Julien Leclaire - #monANR

Julien Leclaire, chercheur en biochimie

 

Julien Leclaire : le CO₂ pour recycler les métaux

Peut-on imaginer un CO₂ vertueux ? C’est au détour d’un orage et d’une discussion entre scientifiques que l’idée germe dans l’esprit de Julien Leclaire. Dans le prolongement de la COP21, ce professeur de chimie à l'université de Lyon imagine une technologie capable de recycler les métaux en utilisant le CO₂ généré par l’activité industrielle. Tremplin d’une innovation aujourd’hui reconnue, l’ANR est la première à avoir fait confiance au chercheur et fondateur de la société Mecaware.

En quoi consiste votre projet de recherche, MA2RCO2SCARE ?

Mon projet consiste à montrer qu’on peut utiliser le CO₂ capté dans les fumées industrielles afin de recycler les métaux. Par un concours de circonstances, j'étais au bon endroit, au bon moment en proposant un projet qui répondait à un contexte géopolitique très particulier : celui de la crise d’approvisionnement en métaux. Ce projet de recherche a permis de constituer un premier socle de résultats : il a apporté ce qu’on appelle une preuve de concept, c’est-à-dire des résultats expérimentaux validant l’idée et permettant ensuite de convaincre des financeurs d’investir pour transformer la science en technologie.

Un souvenir marquant autour de ce projet ?

Je me souviens d’un déplacement marquant, après la COP21 (2015) lors d’un rassemblement de scientifiques intitulé Mission Innovation, à Houston. Il réunissait des chercheurs de tous les pays signataires pour définir les axes de recherche prioritaires liés à ses objectifs. Nous nous sommes retrouvés réfugiés dans un hôtel après le passage de l’ouragan Harvey en 2017. C’est au fil de ces discussions entre scientifiques qu’est née l’idée de valoriser le CO₂, de lui donner un sens économique en l’utilisant pour quelque chose de vertueux : le recyclage des métaux.
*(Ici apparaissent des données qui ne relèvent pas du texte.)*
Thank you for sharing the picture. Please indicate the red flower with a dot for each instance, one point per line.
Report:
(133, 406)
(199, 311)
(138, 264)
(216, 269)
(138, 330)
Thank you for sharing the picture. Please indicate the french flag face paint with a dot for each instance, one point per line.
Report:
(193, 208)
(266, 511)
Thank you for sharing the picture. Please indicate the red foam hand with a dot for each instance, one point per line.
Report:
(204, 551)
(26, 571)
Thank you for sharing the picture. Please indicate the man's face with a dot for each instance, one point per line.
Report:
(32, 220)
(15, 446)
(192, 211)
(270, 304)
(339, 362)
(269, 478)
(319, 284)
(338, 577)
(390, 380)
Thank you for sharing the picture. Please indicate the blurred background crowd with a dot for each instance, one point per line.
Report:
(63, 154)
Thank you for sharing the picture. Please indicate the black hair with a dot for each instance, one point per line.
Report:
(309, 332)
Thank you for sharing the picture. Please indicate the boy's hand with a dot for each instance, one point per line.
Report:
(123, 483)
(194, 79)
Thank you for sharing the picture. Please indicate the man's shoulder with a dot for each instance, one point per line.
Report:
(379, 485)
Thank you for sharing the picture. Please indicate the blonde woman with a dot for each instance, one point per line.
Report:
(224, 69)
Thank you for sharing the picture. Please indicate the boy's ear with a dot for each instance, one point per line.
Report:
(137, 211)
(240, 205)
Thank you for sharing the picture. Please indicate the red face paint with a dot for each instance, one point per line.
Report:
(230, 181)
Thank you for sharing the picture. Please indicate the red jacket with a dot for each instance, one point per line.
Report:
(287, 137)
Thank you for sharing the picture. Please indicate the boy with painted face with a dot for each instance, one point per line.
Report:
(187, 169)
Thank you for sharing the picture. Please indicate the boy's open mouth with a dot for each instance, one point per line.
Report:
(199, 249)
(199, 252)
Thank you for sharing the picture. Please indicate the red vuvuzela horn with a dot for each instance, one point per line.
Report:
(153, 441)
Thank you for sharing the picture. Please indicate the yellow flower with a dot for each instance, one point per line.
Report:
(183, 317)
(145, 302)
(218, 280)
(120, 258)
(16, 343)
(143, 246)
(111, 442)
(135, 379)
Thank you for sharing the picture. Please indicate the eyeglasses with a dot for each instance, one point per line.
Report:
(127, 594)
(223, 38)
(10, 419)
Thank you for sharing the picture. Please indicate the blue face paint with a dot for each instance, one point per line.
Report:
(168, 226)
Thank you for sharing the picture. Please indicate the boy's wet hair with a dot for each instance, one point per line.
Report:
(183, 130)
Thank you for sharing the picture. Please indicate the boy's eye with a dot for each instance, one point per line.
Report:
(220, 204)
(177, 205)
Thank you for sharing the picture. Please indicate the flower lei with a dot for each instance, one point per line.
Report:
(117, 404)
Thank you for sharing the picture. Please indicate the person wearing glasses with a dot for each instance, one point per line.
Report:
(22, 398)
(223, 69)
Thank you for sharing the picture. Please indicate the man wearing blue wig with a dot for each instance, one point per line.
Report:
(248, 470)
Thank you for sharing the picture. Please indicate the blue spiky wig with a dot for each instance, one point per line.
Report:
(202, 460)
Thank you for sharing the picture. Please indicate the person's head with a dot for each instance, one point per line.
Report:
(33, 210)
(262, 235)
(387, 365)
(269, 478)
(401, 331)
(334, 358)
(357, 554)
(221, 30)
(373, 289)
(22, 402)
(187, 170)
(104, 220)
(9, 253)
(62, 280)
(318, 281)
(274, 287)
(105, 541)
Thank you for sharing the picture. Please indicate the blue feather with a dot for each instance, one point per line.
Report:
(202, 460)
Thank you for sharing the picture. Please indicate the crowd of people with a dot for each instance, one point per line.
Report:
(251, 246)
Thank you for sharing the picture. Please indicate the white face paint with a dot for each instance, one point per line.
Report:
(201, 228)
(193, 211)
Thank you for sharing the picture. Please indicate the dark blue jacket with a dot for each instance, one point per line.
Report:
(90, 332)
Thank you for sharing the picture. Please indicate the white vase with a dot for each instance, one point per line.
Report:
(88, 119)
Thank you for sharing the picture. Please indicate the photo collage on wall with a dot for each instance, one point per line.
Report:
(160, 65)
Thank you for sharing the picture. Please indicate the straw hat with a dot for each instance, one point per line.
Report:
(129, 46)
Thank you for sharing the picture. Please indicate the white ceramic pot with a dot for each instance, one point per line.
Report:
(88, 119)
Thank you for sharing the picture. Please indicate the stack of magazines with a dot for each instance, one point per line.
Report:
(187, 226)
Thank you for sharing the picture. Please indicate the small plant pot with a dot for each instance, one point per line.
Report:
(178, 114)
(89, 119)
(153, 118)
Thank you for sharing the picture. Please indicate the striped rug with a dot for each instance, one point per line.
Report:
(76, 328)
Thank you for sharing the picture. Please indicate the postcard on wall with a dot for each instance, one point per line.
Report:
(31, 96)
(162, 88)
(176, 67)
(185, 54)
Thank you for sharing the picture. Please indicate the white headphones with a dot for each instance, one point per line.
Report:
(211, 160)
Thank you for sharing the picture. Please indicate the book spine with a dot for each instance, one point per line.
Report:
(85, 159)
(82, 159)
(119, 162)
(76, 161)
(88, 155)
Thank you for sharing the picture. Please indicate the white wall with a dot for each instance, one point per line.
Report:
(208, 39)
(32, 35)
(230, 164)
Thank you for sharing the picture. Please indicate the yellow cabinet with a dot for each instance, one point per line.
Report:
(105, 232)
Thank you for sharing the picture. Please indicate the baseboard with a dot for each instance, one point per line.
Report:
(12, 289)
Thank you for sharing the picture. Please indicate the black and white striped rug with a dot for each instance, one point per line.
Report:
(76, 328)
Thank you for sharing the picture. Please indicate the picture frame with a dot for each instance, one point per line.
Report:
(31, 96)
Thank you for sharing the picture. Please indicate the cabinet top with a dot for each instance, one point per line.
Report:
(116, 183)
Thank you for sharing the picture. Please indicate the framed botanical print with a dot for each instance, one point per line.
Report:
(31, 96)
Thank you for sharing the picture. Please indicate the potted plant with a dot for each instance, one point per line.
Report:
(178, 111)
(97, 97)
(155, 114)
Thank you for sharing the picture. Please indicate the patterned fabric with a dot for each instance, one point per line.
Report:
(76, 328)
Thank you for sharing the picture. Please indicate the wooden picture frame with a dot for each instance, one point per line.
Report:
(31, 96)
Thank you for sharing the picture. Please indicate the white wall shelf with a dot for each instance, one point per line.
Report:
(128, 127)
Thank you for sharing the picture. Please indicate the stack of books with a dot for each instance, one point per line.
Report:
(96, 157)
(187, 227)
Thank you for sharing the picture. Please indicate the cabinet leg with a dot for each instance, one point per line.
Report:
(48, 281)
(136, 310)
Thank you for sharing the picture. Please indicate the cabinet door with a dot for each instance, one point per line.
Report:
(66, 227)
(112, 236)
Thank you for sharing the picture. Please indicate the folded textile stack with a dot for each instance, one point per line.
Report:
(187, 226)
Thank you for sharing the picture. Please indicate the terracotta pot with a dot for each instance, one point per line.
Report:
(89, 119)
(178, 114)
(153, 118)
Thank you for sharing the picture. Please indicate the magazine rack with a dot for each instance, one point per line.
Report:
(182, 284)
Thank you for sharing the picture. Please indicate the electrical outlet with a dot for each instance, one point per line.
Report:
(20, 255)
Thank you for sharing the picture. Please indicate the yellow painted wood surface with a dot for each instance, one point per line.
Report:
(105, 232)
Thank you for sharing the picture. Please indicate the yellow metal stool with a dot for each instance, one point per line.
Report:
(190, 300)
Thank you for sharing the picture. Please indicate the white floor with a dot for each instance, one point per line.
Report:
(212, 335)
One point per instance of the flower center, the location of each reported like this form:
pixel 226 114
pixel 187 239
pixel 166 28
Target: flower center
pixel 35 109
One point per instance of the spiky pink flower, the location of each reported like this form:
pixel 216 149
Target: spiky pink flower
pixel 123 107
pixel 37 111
Qu’a permis ce financement ANR ?

Ce premier projet de recherche, une ANR “Jeunes chercheuses Jeunes chercheurs”, a été un véritable tremplin. Il a permis d’initier d’autres financements après la preuve de concept : un financement régional pour créer une plateforme d’analyse de ces systèmes, puis un soutien des Sociétés d’accélération du transfert de technologie (SATT) afin d’identifier des marchés, des partenaires industriels, déposer des brevets et créer une start-up : Mecaware. Nous sommes ainsi passés d’une science fondamentale à une technologie appliquée, destinée à être mise sur le marché.

Quel impact votre projet de recherche peut-il avoir sur la société ?

L’extraction des métaux reste une activité à forte empreinte environnementale. Par ailleurs, le captage du CO₂ atmosphérique, responsable du réchauffement climatique, est coûteux. Nous avons donc voulu relever ces deux défis en un seul : montrer que le CO₂ pouvait rendre l’extraction des métaux plus vertueuse d’un point de vue environnemental, et qu’en retour, son utilisation pouvait avoir de la valeur et du sens sur le plan économique.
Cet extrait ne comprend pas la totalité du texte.